Lors du débat à la Chambre des représentants, Michael Capuano, élu démocrate de l’État du Massachusetts a tenu à faire entendre sa voix :

“J’ai une question simple : qu’est-ce qu’il vous est passé par la tête ? Qu’est-ce qu’il y a dans votre cerveau ? Pourquoi voudriez-vous donner toutes vos informations personnelles à une corporation afin qu’elle les vende ?”

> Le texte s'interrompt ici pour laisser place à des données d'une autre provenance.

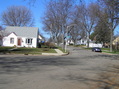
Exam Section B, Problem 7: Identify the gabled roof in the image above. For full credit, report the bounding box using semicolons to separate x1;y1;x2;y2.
5;26;38;38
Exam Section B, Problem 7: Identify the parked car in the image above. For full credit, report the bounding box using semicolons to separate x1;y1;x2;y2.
92;47;102;52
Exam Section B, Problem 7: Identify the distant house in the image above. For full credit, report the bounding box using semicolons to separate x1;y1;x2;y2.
77;38;87;45
2;26;42;48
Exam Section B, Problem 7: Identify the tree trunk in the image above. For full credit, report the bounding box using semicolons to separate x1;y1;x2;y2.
110;29;113;52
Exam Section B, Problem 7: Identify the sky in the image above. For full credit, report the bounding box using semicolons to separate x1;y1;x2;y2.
0;0;118;38
0;0;98;38
0;0;49;38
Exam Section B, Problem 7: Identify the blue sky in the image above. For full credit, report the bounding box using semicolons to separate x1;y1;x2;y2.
0;0;118;38
0;0;49;37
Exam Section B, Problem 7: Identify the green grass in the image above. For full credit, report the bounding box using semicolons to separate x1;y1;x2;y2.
0;47;56;55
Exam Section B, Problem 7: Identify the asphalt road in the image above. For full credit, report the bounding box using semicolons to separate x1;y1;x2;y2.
0;47;119;89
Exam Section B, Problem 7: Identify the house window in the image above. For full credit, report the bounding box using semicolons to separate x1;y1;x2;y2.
10;38;14;44
26;38;33;45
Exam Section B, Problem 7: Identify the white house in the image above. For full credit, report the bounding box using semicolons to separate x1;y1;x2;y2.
3;26;39;48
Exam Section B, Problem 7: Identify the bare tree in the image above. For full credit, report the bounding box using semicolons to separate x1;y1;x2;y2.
1;6;34;27
99;0;119;52
43;0;72;47
77;3;97;47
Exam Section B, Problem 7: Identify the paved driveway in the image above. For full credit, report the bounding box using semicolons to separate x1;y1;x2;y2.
0;47;119;89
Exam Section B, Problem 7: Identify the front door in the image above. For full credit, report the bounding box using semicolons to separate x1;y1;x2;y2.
17;38;21;46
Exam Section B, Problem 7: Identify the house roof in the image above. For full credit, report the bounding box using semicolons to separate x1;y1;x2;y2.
5;26;38;38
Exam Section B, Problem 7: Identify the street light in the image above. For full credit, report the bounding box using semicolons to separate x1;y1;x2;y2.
65;24;77;52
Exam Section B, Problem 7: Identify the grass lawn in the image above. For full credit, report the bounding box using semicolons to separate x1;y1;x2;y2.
0;47;56;55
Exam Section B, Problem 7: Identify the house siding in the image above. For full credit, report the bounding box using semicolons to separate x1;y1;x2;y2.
3;33;37;48
3;33;17;47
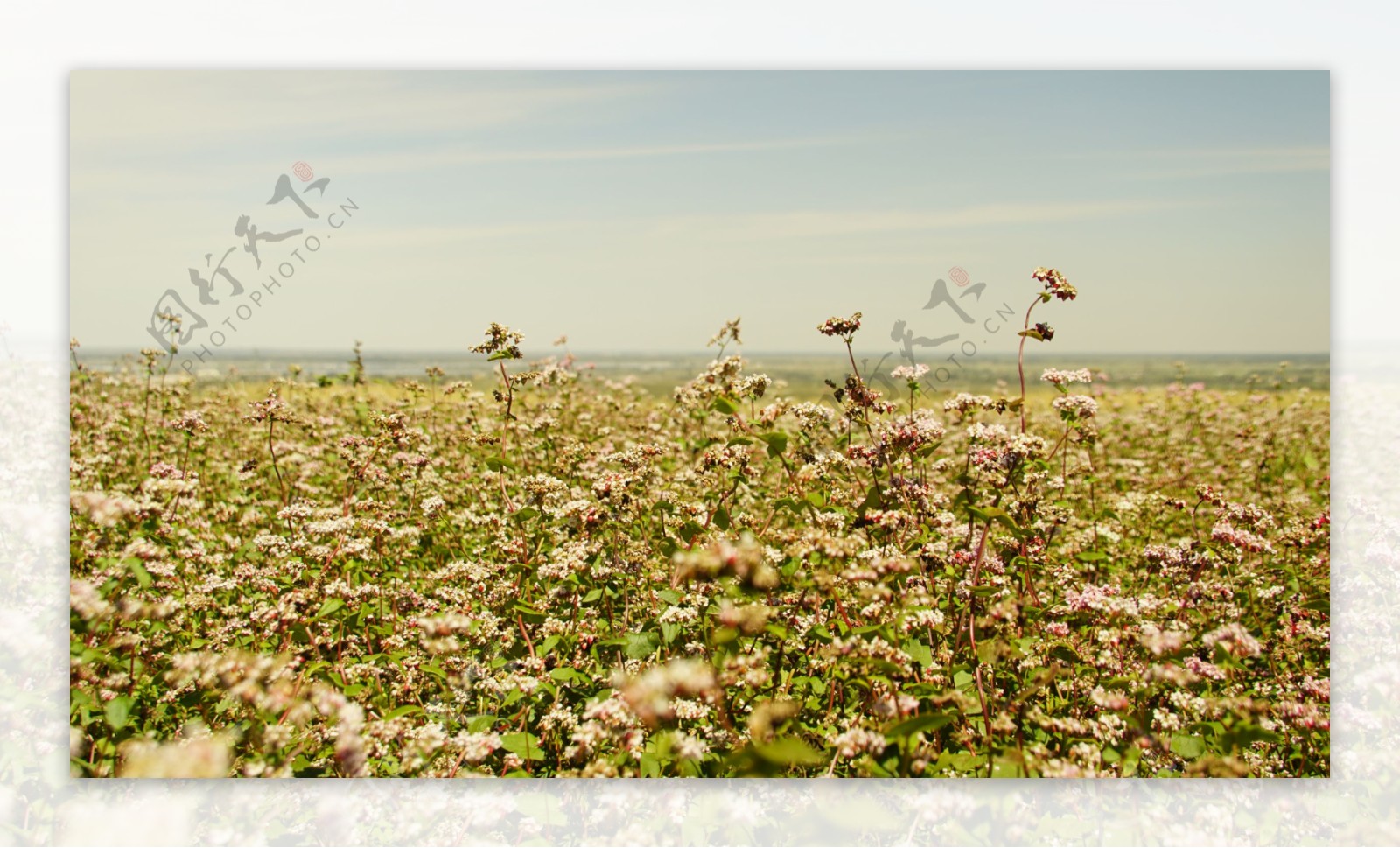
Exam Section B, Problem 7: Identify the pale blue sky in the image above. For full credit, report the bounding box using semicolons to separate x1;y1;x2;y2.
70;72;1330;353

Michael Capuano a poursuivi son argumentaire en citant des exemples tirés de sa vie personnelle, d’autant plus pertinents que chacun subit au quotidien ce système de publicité ciblée à travers l’utilisation des réseaux sociaux ou en effectuant des recherches sur Google. L’élu démocrate s’est donc appuyé sur des recherches qu’il a lui-même effectuées  sur Internet, concernant des médicaments et des sous-vêtements :

“Donnez moi une seule bonne raison pour que Comcast  [un groupe de médias américain, ndlr] connaisse le dossier médical de ma mère. Vous voulez savoir comment ils pourraient être au courant ? Parce que quand je suis allé chez le médecin avec elle, ‘il m’a dit ce qu’elle avait, mais je n’avais aucune idée de ce dont il me parlait. Je suis donc rentré à la maison et j’ai fait des recherches sur Internet. J’ai fait des recherches sur les médicaments qui lui ont été prescrits. C’est la même chose avec mes enfants.

Encore la semaine dernière, j’ai acheté des sous-vêtements sur Internet. Pour quelle raison devriez-vous savoir quelle taille je prends ? Ou la couleur de mes sous-vêtements ? Ou n’importe quelle autre information de ce genre ? Ces sociétés ne font pas faillite ! Ce n’est pas la question. Internet n’est pas en péril !”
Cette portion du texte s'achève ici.